It has been recently established with OpenAI’s GPT-3 release that larger models perform better. Not just GPT, but other NLP models like T5 too have given better results compared to previous works. Historically, NLP systems have struggled to learn from a few examples. But, with GPT-3, the researchers showed that scaling up language models greatly improves task-agnostic, few-shot performance, sometimes even reaching competitiveness with prior state-of-the-art fine-tuning approaches. While scaling up has been linked to increase unsupervised or at least semi-supervised performance, the same cannot be said in the case of computer vision applications.
In order to explore the notion ‘big is better’, with CV models, the researchers at Google Brain, ran experiments with the modified SimCLR model— SimCLRv2.
Sign up for your weekly dose of what's up in emerging technology.
They found that fewer the labels, the more the task-agnostic use of unlabeled data benefits from a bigger network!
How Well Do Bigger Networks Perform?
Learning from just a few labeled examples while making best use of a large amount of unlabeled data is a long-standing problem in machine learning. An alternative approach for computer vision tasks is to leverage unlabeled data during supervised learning as a form of regularisation.
In this work, the proposed semi-supervised learning framework leverages unlabeled data in two ways:
- task-agnostic use in unsupervised pre training, and
- task-specific use in self-training / distillation
One approach to semi-supervised learning involves unsupervised or self-supervised pre training, followed by supervised fine-tuning.
Although it has received little attention in computer vision, this approach has become predominant in NLP, where one first trains a large language model on unlabeled text (e.g., Wikipedia), and then fine-tunes the model on a few labeled examples.

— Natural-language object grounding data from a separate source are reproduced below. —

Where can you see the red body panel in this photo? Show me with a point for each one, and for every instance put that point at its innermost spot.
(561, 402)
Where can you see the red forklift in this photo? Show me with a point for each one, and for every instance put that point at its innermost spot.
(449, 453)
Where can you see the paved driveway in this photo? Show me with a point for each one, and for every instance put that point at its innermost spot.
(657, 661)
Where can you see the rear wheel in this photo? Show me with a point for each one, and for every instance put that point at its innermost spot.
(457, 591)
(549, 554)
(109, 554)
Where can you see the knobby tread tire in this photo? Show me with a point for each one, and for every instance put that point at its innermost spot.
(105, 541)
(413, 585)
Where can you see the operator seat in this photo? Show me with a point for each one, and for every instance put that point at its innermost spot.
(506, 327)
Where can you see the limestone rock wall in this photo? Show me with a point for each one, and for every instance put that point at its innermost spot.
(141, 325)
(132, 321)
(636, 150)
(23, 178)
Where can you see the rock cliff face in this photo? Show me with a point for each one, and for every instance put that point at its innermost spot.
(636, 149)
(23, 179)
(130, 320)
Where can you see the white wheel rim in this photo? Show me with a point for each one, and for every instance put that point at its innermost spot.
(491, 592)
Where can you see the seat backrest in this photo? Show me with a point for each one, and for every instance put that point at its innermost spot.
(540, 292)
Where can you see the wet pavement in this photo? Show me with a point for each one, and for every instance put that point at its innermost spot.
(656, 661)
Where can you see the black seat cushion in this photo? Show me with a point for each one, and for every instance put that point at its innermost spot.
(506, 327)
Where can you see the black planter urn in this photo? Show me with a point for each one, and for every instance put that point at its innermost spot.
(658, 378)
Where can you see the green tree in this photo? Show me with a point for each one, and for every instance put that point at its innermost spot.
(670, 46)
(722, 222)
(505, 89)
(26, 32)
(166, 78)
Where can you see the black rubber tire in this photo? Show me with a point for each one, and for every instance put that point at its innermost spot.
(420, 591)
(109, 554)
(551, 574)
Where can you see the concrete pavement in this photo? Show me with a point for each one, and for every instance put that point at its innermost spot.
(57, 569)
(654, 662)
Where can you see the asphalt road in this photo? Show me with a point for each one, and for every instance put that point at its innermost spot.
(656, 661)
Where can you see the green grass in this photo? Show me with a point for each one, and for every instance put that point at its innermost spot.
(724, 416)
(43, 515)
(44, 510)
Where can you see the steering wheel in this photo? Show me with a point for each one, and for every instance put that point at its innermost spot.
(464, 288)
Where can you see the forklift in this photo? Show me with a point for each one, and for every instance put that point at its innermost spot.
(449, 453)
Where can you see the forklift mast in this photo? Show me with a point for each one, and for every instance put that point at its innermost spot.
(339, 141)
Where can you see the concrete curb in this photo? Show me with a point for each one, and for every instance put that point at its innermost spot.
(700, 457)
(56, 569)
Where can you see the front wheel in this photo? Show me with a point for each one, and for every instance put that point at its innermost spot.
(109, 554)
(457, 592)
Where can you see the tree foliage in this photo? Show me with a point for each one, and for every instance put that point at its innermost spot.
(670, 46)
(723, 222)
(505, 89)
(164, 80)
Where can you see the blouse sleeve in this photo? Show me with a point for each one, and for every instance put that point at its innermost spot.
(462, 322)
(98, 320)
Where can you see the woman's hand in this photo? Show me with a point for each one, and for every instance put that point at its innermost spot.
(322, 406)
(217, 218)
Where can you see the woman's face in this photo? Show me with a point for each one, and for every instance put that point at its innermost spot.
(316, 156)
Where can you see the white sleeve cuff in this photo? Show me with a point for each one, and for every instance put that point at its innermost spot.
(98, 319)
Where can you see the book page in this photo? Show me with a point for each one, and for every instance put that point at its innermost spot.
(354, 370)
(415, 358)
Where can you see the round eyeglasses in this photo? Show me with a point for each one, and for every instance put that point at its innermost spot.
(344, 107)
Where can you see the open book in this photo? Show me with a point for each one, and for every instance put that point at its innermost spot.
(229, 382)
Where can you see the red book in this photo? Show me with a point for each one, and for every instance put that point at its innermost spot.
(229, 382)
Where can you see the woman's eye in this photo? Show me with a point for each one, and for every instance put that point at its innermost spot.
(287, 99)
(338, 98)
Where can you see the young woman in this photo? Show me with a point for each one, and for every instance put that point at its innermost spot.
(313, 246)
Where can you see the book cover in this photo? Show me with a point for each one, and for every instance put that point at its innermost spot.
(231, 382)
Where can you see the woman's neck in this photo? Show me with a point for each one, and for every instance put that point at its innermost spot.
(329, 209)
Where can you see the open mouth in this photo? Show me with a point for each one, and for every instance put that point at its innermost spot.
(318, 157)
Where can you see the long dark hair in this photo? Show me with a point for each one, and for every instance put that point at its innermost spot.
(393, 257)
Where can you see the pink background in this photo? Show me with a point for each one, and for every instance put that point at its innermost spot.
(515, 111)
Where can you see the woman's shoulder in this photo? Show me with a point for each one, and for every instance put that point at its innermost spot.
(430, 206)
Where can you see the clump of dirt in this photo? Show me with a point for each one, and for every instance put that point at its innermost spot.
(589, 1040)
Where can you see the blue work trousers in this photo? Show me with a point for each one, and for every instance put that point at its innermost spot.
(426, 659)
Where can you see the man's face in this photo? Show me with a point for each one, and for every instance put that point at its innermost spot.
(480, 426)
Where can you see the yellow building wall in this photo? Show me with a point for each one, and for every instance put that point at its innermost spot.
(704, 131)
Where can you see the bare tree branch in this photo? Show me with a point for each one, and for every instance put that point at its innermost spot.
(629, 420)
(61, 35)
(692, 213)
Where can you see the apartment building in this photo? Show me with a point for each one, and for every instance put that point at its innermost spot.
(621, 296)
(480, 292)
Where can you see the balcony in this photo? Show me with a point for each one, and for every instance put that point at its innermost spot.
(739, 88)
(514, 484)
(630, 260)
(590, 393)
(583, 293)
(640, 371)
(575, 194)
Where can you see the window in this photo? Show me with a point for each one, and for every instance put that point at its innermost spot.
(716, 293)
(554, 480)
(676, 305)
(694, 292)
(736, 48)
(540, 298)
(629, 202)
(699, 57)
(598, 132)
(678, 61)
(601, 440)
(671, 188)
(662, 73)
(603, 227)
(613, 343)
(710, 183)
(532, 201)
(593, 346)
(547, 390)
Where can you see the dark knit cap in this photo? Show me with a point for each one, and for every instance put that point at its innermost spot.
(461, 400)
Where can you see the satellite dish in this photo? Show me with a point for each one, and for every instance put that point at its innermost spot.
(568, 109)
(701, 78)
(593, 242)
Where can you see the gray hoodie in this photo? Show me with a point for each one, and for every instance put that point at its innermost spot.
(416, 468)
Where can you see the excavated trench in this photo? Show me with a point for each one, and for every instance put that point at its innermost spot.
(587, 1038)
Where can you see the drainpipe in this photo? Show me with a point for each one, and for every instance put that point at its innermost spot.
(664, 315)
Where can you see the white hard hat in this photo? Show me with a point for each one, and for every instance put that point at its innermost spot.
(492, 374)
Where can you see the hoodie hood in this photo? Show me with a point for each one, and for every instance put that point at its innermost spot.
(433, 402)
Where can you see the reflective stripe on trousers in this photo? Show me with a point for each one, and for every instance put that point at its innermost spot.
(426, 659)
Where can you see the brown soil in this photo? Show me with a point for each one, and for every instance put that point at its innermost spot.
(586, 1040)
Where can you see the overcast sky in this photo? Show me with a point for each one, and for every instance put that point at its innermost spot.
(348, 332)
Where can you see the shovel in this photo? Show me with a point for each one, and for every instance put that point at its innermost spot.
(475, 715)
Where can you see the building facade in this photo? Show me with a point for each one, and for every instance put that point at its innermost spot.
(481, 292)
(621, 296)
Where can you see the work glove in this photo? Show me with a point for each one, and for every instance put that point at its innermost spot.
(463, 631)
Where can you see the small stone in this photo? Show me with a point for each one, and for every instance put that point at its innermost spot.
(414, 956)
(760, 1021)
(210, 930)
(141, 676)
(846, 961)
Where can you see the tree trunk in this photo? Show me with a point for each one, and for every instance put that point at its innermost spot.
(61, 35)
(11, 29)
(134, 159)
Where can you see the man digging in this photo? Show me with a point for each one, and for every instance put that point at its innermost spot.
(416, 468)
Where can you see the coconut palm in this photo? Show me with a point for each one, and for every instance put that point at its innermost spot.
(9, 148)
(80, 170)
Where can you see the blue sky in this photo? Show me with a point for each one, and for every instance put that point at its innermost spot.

As shown in the plots above, the Top-1 accuracy of previous state-of-the-art (SOTA) methods and SimCLRv2 on ImageNet using only 1% or 10% of the labels. Dashed line denotes fully supervised ResNet-50 trained with 100% of labels.
The results show that bigger models are more label-efficient for both supervised and semi-supervised learning, but gains appear to be larger for semi-supervised learning .
Link to the paper.
What Does This Mean For Smaller Labs?
According to a report by AI21 labs, the estimated costs of training differently sized BERT models on the Wikipedia and Book corpora (15 GB) for single training run are as follows:
- $2.5k – $50k (110 M parameters)
- $10k – $200k (340 M parameters)
- $80k – $1.6m (1.5 B parameters)
At list-price, training the 11 billion parameter variant of T5 costs well above $1.3 million for a single run. And, with increasing runs, training costs might land up north of $10 million.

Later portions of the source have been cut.